Klaus Hamacher: Das hat zwei Aspekte. Zum einen wollen wir in den angestammten Forschungsbereichen, Luftfahrt, Raumfahrt, Energie und Verkehr natürlich, die Kräfte noch stärker bündeln auf die Ziele in diesen Forschungsprogrammen. Darüber hinaus wollen wir aber auch die Kompetenzen, die in den verschiedenen Bereichen im DLR vorhanden sind, stärker zusammenbringen, um neue Themenstellungen aufzugreifen. Da ist das Thema Digitalisierung, der Querschnittsbereich Digitalisierung ein ganz wesentlicher Aspekt in dieser Neuausrichtung.
Potenziale durch Digitalisierung integrieren
Krauter: Da soll sozusagen der digitalen Transformation Rechnung getragen werden, da sollen Dinge erforscht und entwickelt werden, die helfen, die zu beschleunigen. Warum fängt das DLR denn damit erst jetzt an, weil dass die digitale Revolution stattfindet, das wissen wir ja schon seit zehn Jahren.

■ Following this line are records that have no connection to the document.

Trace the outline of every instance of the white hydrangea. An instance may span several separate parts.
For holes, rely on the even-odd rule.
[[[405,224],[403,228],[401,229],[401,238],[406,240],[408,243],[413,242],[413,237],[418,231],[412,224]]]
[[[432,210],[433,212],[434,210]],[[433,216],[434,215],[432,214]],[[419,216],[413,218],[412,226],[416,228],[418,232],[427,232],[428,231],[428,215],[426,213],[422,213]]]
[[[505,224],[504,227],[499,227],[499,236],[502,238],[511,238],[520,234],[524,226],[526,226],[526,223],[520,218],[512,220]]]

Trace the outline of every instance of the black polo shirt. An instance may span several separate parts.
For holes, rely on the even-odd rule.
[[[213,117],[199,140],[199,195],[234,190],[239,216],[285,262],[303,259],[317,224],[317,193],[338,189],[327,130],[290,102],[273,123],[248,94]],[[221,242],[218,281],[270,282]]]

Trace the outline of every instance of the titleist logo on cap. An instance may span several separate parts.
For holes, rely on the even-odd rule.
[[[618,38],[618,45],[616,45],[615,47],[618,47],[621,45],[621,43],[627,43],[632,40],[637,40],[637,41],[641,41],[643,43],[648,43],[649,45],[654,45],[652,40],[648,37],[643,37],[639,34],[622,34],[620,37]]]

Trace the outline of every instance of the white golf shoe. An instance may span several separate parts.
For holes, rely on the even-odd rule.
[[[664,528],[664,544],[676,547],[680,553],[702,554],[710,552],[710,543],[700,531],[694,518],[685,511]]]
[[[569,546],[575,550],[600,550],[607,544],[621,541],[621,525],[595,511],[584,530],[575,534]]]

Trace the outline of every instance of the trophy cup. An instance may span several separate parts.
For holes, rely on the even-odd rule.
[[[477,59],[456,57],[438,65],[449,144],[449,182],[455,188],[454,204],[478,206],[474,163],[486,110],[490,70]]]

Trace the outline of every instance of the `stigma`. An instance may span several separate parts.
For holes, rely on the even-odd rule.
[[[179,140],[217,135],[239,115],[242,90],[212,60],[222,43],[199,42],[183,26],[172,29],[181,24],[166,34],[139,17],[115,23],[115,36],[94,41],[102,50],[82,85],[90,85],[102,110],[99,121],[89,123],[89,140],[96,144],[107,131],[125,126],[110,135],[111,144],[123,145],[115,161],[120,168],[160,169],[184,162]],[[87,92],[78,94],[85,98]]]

Hamacher: Es erweckt den Eindruck, als würden wir erst jetzt mit dem Thema anfangen. Tatsächlich sind wir in den Forschungsbereichen, in der Luftfahrt, in der Raumfahrt schon länger unterwegs, die Potenziale, die durch Digitalisierung entstehen, entstanden sind, in unsere Forschungsthemen zu integrieren. Das Thema virtuelles Flugzeug, virtuelles Produkt in der Luftfahrt ist ein Ansatz, der wird schon seit vielen Jahren verfolgt. In im Grunde allen Forschungsinstituten im DLR gibt es neben den experimentellen Einheiten, die zum Beispiel Strömungsuntersuchungen an Flugzeugen machen, immer auch einen Bereich, der sich mit numerischer Simulation beschäftigt, also eben gerade mit dem Thema virtuelle Ansätze, mit dem Thema, welche Potenziale hat die Digitalisierung dann eben auch für die Entwicklung von Technologien und Produkten.
Zusammenbringen von Kompetenzen
Krauter: Das heißt, das wurde schon länger gemacht, aber jetzt wird das institutionell in neue Formen gegossen eigentlich.
Hamacher: Genau. Das ist richtig. Das ist der Ansatz, dass wir das eben auch strukturell jetzt noch stärker adressieren, dass wir einen Querschnittsbereich Digitalisierung im DLR etablieren, über den dann auch Ressourcen gesteuert werden für die einzelnen Projekte, die dann unterhalb dieses Querschnittsbereichs definiert sind. Ich nenne nur das Thema Global Connectivity oder Cyber-Sicherheit. Das sind auch Themen, wo das, was ich am Anfang angesprochen habe, nämlich das Zusammenbringen von Kompetenzen aus unterschiedlichen Forschungsbereichen des DLR eine große Rolle spielt.
Sieben neue Institute
Krauter: Das soll auch richtig physisch passieren. Es werden nämlich, wurden schon, neue Institute gegründet, sieben an der Zahl. Das von Ihnen schon erwähnte wird in Dresden aufgemacht. Institut für Softwaremethoden zur Produktvirtualisierung. Da geht es um das virtuelle Flugzeug, das Sie eben schon angesprochen haben. Was genau soll an den sechs anderen neuen Instituten gemacht werden, die Sie schon aufgemacht haben Ende letzten Jahres?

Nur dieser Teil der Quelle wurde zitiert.